While I wouldn't deny these challenges, there are reasons to believe that Boyd's fortunes are going to keep improving. One of the prime pathways to growth for Boyd Gaming involves acquisitions. An ongoing low-rate environment has been conducive to borrowing, which has allowed Boyd to be aggressive with M&A. In April, Boyd purchased Cannery Cassino Resorts' Las Vegas operations for $230 million, and also gobbled up the Aliante Casino Hotel and Spa for $380 million. All three properties are located in fast-growing North Las Vegas and position Boyd for superior growth in the years that lie ahead.
When applicable, Boyd has also been working to meld technology and innovation to drive customer experience and profitability higher. A 2014 deal with Bally Technologies allowed Boyd the opportunity to introduce new slot machine monitoring, marketing, player tracking, and accounting to a good number of its slot machines. Bally's technology also allows Boyd to offer players downloadable promotional slot machine credits, which could keep them engaged longer and boost brand loyalty.
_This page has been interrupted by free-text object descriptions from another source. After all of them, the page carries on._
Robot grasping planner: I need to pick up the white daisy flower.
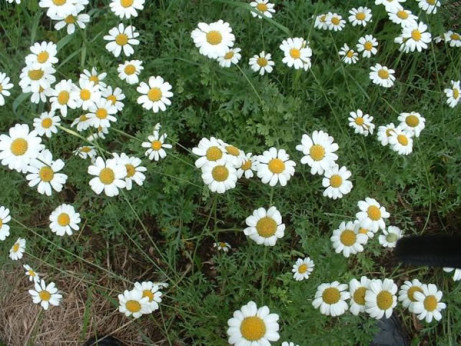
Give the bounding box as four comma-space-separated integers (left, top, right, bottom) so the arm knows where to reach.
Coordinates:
412, 284, 447, 323
347, 109, 375, 137
250, 0, 275, 18
29, 280, 62, 310
443, 80, 461, 108
103, 23, 139, 58
357, 35, 378, 58
0, 124, 43, 173
202, 159, 237, 193
26, 149, 67, 196
88, 157, 127, 197
227, 301, 280, 346
378, 226, 403, 248
102, 85, 125, 112
257, 147, 296, 186
370, 64, 395, 88
398, 112, 426, 137
243, 206, 285, 246
416, 0, 441, 14
291, 257, 315, 281
191, 19, 235, 59
249, 51, 275, 76
117, 60, 144, 84
398, 279, 423, 312
322, 165, 353, 199
296, 131, 339, 174
355, 197, 391, 233
339, 43, 359, 64
330, 221, 368, 258
280, 37, 312, 71
389, 127, 413, 155
0, 206, 11, 241
365, 279, 398, 320
134, 281, 162, 313
49, 204, 81, 237
118, 289, 152, 318
112, 153, 147, 191
237, 153, 259, 179
141, 124, 172, 161
312, 281, 350, 317
49, 79, 79, 117
26, 41, 59, 66
387, 8, 418, 27
348, 6, 372, 27
218, 48, 242, 67
378, 123, 395, 146
443, 268, 461, 281
110, 0, 144, 19
349, 276, 371, 316
136, 76, 173, 113
10, 238, 26, 261
23, 264, 40, 282
213, 241, 232, 252
0, 72, 13, 106
51, 11, 90, 35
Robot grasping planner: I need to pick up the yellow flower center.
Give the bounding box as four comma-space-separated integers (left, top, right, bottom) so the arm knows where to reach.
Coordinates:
10, 138, 29, 156
211, 165, 229, 181
240, 316, 266, 341
124, 64, 136, 75
322, 287, 341, 305
38, 166, 54, 183
256, 57, 267, 67
120, 0, 133, 8
206, 146, 223, 161
38, 290, 51, 302
115, 34, 128, 46
424, 295, 438, 312
99, 168, 115, 185
378, 69, 389, 79
147, 88, 162, 102
256, 3, 268, 12
309, 144, 325, 161
298, 263, 308, 274
353, 286, 367, 305
142, 290, 154, 302
339, 229, 357, 246
397, 10, 408, 19
397, 135, 408, 146
37, 51, 50, 64
411, 29, 421, 41
42, 118, 53, 129
125, 163, 136, 178
125, 300, 141, 312
330, 174, 343, 188
367, 205, 381, 221
150, 140, 162, 151
376, 291, 394, 310
407, 286, 423, 302
58, 90, 70, 105
58, 213, 70, 227
80, 89, 91, 101
355, 12, 366, 20
206, 30, 222, 46
95, 108, 108, 119
268, 159, 285, 174
28, 70, 44, 80
256, 216, 277, 238
290, 48, 301, 59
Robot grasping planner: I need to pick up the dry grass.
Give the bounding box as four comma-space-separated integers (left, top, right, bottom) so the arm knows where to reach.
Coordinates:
0, 268, 168, 346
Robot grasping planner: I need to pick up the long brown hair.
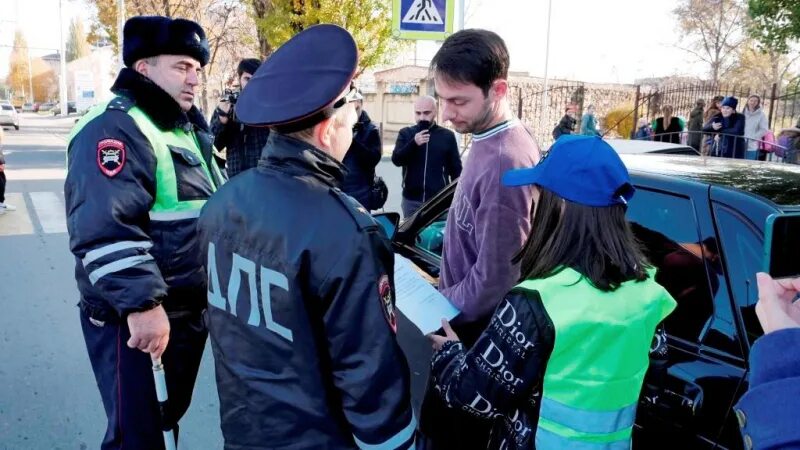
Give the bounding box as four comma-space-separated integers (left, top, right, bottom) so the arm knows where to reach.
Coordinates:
513, 187, 650, 292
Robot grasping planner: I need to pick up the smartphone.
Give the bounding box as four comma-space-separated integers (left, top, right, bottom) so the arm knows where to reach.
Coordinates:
764, 213, 800, 279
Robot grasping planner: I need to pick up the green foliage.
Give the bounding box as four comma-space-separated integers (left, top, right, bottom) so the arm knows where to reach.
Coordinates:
6, 30, 30, 96
65, 19, 89, 62
247, 0, 402, 71
602, 104, 636, 139
748, 0, 800, 54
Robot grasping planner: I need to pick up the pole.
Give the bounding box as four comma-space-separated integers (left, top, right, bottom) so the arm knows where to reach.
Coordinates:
152, 358, 177, 450
58, 0, 67, 117
539, 0, 553, 141
458, 0, 467, 31
28, 49, 33, 103
117, 0, 125, 70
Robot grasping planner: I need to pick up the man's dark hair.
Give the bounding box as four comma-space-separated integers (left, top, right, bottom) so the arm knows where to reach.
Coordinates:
431, 29, 510, 96
513, 188, 650, 292
236, 58, 261, 77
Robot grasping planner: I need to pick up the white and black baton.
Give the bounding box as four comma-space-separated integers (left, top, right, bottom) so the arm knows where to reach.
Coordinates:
153, 358, 176, 450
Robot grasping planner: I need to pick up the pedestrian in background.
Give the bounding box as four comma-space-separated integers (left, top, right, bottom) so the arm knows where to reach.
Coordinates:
392, 95, 461, 217
701, 95, 725, 156
633, 117, 653, 141
742, 95, 769, 161
581, 105, 600, 136
342, 92, 388, 211
735, 273, 800, 450
553, 106, 578, 140
703, 97, 747, 159
688, 98, 706, 153
211, 58, 269, 178
652, 105, 685, 144
431, 136, 676, 449
420, 29, 539, 449
0, 127, 17, 214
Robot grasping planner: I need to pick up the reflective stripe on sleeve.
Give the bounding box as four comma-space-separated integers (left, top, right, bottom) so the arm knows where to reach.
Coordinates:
81, 241, 153, 268
150, 208, 200, 222
536, 427, 631, 450
353, 412, 417, 450
539, 397, 636, 433
89, 255, 153, 286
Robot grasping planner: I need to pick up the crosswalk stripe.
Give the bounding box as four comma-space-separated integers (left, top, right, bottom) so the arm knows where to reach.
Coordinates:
0, 193, 33, 236
30, 192, 67, 233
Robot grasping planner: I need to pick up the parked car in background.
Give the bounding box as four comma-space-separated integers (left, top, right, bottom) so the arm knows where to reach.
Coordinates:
39, 102, 55, 112
382, 152, 800, 449
0, 101, 19, 130
52, 102, 78, 116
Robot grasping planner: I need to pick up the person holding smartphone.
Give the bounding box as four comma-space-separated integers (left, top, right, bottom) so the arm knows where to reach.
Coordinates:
735, 273, 800, 449
392, 95, 461, 217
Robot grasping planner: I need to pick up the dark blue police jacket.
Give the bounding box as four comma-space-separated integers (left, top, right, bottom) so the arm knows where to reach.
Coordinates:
198, 133, 416, 449
736, 328, 800, 450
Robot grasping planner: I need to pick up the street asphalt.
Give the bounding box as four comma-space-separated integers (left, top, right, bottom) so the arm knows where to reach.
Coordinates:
0, 113, 430, 450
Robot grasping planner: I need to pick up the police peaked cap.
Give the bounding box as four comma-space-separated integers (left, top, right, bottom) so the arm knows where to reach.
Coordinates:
236, 24, 358, 132
122, 16, 209, 67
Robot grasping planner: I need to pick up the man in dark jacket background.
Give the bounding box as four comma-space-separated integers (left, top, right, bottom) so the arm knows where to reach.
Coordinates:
703, 97, 747, 159
688, 98, 706, 153
392, 95, 461, 217
553, 106, 578, 139
211, 58, 269, 177
342, 93, 383, 211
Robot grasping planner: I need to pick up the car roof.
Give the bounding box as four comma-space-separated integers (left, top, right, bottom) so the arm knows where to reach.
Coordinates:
606, 139, 697, 155
620, 154, 800, 206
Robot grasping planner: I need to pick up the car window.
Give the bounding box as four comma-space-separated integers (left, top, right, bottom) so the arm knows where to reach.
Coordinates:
414, 209, 450, 258
627, 188, 719, 343
714, 204, 764, 345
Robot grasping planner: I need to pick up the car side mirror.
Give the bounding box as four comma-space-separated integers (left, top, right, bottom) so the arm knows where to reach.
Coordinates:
372, 212, 400, 240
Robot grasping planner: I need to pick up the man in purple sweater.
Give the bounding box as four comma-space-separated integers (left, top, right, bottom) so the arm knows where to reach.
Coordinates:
420, 29, 539, 449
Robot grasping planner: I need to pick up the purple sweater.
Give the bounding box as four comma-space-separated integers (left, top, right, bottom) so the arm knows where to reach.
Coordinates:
439, 120, 539, 323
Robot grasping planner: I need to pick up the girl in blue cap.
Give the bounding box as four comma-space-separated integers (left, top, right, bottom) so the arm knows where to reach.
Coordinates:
424, 136, 675, 450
This isn't a technology that's implemented overnight, so it should generate continually improved returns throughout the remainder of the decade.
Looking ahead, Boyd Gaming's EPS is expected to grow from $0.79 in 2016 to an estimated $1.75 by 2019. With a PEG that's also below one, Boyd Gaming is certainly worth a look.
Emergent BioSolutions Inc.
A final cheap growth stock worthy of investors' attention is specialty biopharmaceutical company Emergent BioSolutions (EBS 4.29%).
The biggest concern right now for specialty drugmakers is what might happen with pricing in the intermediate term. Donald Trump has, on multiple occasions, suggested that he would lower drug prices during his presidency, and even went so far as to suggest that drugmakers are "getting away with murder" in regard to their pricing power. More specifically, Emergent BioSolutions was recently hit after announcing its preliminary 2016 full-year sales, which assume a $20 million year-over-year decline at the midpoint as a result of lower BioThrax sales.
But as with the other candidates above, Emergent BioSolutions remains intriguing despite its challenges. Whereas specialty drugmakers could find their pricing power handicapped given Trump's comments, Emergent is in a prime position as a biodefense company for the military. The aforementioned BioThrax vaccine is the only Food and Drug Administration-approved vaccine for pre-exposure protection against Anthrax. It currently makes up around half of the company's annual sales. Given its niche position, I would contend that pricing power won't be a concern for Emergent.
Even more so, Trump could wind up being an ally to Emergent. During his campaign, Trump suggested spending more on defense, which included boosting the manpower of all branches of the military. More military members probably means a higher number of vaccines needed.
There's also a really good chance that Emergent makes some serious administrative cost cuts in 2017. In its preliminary results press release, the company cautions that restructuring charges are likely. While that could provide a short-term drag on earnings, the result should be improved margins by as soon as 2018.
Emergent BioSolution's PEG of 1.3 isn't as low as Fiat Chrysler's or Boyd Gaming's, but the expected growth from $1.05 in full-year EPS in 2016 to an estimated $2.44 by 2019 can't be overlooked. Investors targeting cheap growth stocks should know the name Emergent BioSolutions.